Domingo à noite, Yerin, Rocky e eu vamos até a casa nova do meu pai, na parte mais rica da cidade, par o Jantar em Família Semanal Obrigatório. Visto a mesma combinação de camisa azul-marinho e calça caqui que sempre uso para visitar meu pai.

No caminho, permanecemos em silêncio, cada um olhando por uma janela. Nem ligamos o rádio.

— Divirtam-se — minha mãe diz antes de irmos , tentando parecer alegre, mas sei que assim que o carro saiu da garagem, ela ligou para uma amiga e abriu uma garrafa de vinho.

Vai ser a primeira vez que vejo meu pai desde o Dia de Ações de Graças e a primeira vez que vou à casa onde ele mora com Hyoyeon e o filho dela.

É uma daquelas casas enormes e novinhas que se parecem com todas as outras da rua. Quando estacionamos de frente, Yerin diz:

— Imagina tentar encontrar a casa certa depois de beber...

Marchamos pela calçada branca e limpa. Dois SUVs iguais estão estacionados na frente da garagem, brilhando como se sua pretensiosa vida mecânica dependesse disso.

Hyoyeon abre a porta. Talvez tenha trinta anos, o cabelo é loiro e o sorriso, preocupado. Segundo minha mãe, ela é o que se chamaria de "cuidadora", o que — também segundo minha mãe — é exatamente do que meu pai precisa. Ela veio com um acordo de duzentos mil dólares do ex-marido e um menino banguela de sete anos de idade chamado Moon Bin, que pode ou não ser meu irmão de verdade.
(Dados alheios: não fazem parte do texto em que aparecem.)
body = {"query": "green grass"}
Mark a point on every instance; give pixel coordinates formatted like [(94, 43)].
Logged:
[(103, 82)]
Meu pai vem em nossa direção lá do quintal, onde está assando quinze quilos de carne, apesar de estarmos no inverno. Sua camisa diz Chupa, estado. Há doze anos ele era jogador de hóquei profissional, mais conhecido como Destruidor, até que quebrou o fêmur na cabeça de outro jogador. Parece igual à última vez que o vi — bonito e em forma pra um cara da idade dele, como se esperasse ser chamado de volta pro time a qualquer momento —, mas o cabelo escuro está salpicado de cinza, o que é novidade.

Abraça meus irmãos e me dá um tapinha nas costas. Ao contrário da maioria dos jogadores de hóquei, de alguma maneira ele conseguiu manter todos os dentes, e os mostra pra nós como se fôssemos seu fã-clube. Quer saber como foi nossa semana, como vão as aulas, se aprendemos algo que ele não saiba. É um desafio pra ver se conseguimos vencer nosso velho pai, mesmo sendo fácil falar algo que aprendemos que ele não saiba já que estudamos em uma escola de arte, mas não é divertido pra ninguém, então nós três dizemos não.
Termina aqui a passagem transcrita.